The International Monetary Fund (IMF) has reached a staff-level agreement with Côte d’Ivoire under its Extended Fund Facility (EFF) and Extended Credit Facility (ECF) programs. The deal will unlock $843.9 million in financing to reinforce the country’s reform agenda and economic stability.
Through this program, Côte d’Ivoire aims to strengthen macroeconomic stability, improve public finance management, and promote inclusive growth. The IMF believes these measures will enhance fiscal discipline, boost private investment, and support long-term growth.
The new funding will help the government address balance of payments pressures, expand social safety nets, and maintain reform momentum. It also supports efforts to improve governance, enhance transparency, and foster a business-friendly climate.

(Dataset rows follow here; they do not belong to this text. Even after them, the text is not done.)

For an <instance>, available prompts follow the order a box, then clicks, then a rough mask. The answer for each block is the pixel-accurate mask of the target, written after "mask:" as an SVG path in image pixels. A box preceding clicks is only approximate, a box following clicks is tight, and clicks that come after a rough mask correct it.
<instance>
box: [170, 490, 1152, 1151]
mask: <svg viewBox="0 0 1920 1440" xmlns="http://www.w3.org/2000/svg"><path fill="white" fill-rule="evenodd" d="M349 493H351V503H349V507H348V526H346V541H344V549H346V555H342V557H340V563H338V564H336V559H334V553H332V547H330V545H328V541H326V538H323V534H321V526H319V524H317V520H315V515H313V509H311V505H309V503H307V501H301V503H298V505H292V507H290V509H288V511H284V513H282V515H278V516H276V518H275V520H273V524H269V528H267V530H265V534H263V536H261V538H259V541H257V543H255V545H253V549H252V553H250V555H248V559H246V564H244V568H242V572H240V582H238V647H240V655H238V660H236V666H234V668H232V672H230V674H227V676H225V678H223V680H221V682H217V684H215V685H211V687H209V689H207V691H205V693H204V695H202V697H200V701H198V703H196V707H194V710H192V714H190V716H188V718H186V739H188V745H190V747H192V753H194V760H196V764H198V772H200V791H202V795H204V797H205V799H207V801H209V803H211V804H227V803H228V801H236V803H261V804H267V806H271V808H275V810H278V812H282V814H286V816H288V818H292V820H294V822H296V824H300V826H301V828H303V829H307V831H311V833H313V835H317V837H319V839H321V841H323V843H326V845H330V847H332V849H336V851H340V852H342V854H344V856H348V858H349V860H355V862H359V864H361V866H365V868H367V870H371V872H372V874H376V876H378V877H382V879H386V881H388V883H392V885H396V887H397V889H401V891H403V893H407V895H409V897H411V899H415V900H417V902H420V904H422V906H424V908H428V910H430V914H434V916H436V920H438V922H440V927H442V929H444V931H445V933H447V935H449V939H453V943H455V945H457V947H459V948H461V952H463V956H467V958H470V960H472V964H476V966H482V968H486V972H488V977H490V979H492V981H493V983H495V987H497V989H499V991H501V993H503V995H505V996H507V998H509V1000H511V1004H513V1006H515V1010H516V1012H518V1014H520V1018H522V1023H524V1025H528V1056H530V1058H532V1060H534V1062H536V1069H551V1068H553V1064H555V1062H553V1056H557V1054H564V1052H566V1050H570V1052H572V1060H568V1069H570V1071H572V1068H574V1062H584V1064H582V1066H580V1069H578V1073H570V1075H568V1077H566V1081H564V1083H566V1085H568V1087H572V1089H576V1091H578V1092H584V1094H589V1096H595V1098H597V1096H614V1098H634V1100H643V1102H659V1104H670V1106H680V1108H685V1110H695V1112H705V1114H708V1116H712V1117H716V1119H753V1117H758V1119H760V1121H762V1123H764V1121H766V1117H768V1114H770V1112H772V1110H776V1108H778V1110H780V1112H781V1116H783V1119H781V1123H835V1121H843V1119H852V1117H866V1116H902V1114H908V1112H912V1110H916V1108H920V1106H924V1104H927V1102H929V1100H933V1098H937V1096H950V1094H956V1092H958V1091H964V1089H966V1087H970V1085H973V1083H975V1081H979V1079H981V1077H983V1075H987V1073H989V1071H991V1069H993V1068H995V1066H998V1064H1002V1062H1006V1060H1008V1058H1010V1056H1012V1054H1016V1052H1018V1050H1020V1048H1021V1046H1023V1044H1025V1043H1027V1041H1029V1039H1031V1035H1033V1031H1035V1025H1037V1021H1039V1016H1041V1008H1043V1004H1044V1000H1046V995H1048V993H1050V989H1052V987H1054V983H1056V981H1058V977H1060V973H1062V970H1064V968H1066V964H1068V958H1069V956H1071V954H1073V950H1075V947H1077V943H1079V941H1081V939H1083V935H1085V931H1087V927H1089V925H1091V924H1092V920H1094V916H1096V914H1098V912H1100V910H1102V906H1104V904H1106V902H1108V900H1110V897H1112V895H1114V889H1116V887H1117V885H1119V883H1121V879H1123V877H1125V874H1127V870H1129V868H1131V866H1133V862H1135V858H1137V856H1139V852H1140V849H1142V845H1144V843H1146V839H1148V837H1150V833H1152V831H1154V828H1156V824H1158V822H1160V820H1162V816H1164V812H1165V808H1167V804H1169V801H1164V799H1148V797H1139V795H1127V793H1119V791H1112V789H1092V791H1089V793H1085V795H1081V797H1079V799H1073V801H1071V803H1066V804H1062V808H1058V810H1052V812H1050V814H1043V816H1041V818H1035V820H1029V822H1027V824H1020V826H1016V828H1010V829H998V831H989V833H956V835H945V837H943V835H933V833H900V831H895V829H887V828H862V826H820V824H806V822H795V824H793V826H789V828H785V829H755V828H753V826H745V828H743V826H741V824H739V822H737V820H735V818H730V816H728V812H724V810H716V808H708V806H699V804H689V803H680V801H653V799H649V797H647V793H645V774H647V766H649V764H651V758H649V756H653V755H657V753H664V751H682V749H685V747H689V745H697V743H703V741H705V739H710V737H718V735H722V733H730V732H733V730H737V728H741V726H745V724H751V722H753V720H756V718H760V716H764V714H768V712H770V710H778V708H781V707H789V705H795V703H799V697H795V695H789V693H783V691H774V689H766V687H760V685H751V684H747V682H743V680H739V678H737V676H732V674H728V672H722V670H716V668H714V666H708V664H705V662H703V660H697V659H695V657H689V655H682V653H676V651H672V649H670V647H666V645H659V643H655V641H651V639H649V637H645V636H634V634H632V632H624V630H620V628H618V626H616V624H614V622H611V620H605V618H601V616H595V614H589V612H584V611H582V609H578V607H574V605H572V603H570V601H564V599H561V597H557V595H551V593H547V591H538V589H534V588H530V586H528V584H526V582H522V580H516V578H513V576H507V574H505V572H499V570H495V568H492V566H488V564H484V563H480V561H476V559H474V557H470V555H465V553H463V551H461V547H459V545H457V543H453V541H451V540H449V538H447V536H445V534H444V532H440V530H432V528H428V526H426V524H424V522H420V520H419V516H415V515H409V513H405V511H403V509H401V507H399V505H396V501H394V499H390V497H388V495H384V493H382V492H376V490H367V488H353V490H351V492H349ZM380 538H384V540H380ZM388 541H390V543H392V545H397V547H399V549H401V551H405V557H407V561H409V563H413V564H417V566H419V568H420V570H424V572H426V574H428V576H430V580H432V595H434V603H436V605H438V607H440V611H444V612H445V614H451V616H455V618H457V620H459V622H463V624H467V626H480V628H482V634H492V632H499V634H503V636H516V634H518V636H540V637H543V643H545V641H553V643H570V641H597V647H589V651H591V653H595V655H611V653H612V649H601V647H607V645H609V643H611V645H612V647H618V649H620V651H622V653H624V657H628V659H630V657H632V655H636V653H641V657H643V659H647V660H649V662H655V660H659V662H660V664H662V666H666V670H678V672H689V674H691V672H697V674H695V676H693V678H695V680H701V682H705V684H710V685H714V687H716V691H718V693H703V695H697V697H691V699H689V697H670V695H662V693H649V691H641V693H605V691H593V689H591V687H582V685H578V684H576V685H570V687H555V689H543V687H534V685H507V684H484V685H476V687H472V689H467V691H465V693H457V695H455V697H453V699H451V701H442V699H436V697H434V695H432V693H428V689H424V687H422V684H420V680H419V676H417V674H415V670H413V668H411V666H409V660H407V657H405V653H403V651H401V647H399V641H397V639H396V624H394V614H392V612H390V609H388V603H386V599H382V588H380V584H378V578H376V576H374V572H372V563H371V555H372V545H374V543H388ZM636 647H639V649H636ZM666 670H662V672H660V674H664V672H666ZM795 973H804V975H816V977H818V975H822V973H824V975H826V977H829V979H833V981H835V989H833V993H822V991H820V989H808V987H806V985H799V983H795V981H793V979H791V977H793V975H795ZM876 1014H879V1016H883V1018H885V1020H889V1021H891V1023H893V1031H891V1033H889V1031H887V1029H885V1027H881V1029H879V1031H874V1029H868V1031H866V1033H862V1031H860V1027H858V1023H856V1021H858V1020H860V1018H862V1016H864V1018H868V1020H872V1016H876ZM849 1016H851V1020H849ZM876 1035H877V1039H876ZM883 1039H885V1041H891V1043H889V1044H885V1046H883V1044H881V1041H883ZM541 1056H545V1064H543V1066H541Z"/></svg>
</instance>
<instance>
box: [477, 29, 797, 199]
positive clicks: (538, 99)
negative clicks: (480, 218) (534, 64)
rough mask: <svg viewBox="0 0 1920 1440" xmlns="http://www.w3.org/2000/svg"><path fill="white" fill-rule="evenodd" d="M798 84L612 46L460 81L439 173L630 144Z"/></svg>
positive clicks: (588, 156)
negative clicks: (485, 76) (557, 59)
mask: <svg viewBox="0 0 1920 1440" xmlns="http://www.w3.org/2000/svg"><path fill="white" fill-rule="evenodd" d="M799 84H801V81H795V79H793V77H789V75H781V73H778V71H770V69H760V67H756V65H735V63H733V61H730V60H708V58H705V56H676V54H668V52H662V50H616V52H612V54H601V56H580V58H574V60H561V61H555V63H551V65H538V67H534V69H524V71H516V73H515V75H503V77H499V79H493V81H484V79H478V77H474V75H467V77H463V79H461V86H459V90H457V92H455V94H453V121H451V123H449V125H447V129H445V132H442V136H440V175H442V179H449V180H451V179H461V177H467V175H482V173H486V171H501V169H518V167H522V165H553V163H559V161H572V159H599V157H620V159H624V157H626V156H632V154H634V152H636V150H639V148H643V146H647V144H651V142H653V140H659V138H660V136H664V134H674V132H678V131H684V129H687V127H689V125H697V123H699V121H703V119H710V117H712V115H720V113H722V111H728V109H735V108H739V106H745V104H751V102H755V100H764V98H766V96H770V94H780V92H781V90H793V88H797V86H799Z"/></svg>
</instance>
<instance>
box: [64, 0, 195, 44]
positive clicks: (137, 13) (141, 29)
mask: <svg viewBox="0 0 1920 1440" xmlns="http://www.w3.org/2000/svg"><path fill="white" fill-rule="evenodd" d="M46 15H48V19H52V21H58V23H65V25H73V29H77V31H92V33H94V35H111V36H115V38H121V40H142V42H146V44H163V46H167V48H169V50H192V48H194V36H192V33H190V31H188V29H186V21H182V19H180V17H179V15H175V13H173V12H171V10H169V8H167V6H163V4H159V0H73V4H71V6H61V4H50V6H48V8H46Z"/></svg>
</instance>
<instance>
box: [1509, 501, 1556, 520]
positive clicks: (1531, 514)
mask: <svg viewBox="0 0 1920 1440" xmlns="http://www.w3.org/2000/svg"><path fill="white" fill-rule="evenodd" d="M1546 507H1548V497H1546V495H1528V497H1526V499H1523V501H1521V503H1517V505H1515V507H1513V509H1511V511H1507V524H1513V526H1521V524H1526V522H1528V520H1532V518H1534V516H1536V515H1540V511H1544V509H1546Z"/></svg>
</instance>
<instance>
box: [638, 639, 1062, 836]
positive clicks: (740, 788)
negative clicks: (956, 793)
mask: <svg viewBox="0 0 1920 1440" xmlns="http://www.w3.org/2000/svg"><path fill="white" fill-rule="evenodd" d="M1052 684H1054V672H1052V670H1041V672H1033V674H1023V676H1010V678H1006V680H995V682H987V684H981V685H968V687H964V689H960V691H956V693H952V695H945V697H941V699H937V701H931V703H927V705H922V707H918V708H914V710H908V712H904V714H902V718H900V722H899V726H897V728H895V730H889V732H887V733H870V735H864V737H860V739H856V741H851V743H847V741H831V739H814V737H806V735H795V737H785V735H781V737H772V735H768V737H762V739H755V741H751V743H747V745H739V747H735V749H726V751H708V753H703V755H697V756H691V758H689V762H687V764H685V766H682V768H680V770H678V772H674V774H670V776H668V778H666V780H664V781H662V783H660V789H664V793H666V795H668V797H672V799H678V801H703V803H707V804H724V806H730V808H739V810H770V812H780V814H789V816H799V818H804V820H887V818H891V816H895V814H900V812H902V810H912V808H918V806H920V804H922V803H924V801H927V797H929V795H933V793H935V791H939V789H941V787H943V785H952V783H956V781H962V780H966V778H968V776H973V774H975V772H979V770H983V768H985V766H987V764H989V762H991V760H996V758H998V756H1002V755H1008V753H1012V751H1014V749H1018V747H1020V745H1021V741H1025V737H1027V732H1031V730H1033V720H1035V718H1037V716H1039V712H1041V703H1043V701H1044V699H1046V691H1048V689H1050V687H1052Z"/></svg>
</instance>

IMF staff highlighted that structural reforms—especially in public finance, tax administration, and state-owned enterprise governance—remain critical for sustainable progress. They urged authorities to stay committed to their medium-term fiscal targets and prioritize spending on social and infrastructure needs.
If Côte d’Ivoire implements the program effectively, investor confidence is likely to strengthen, external financing gaps could narrow, and economic growth may accelerate. However, delays in reform or weak execution could limit these benefits.
The IMF expects its Executive Board to review and approve the disbursement in the coming weeks.
In summary, the agreement marks a turning point for Côte d’Ivoire’s economy. With decisive and transparent implementation, the program can drive stronger growth, better fiscal balance, and greater social inclusion across the country.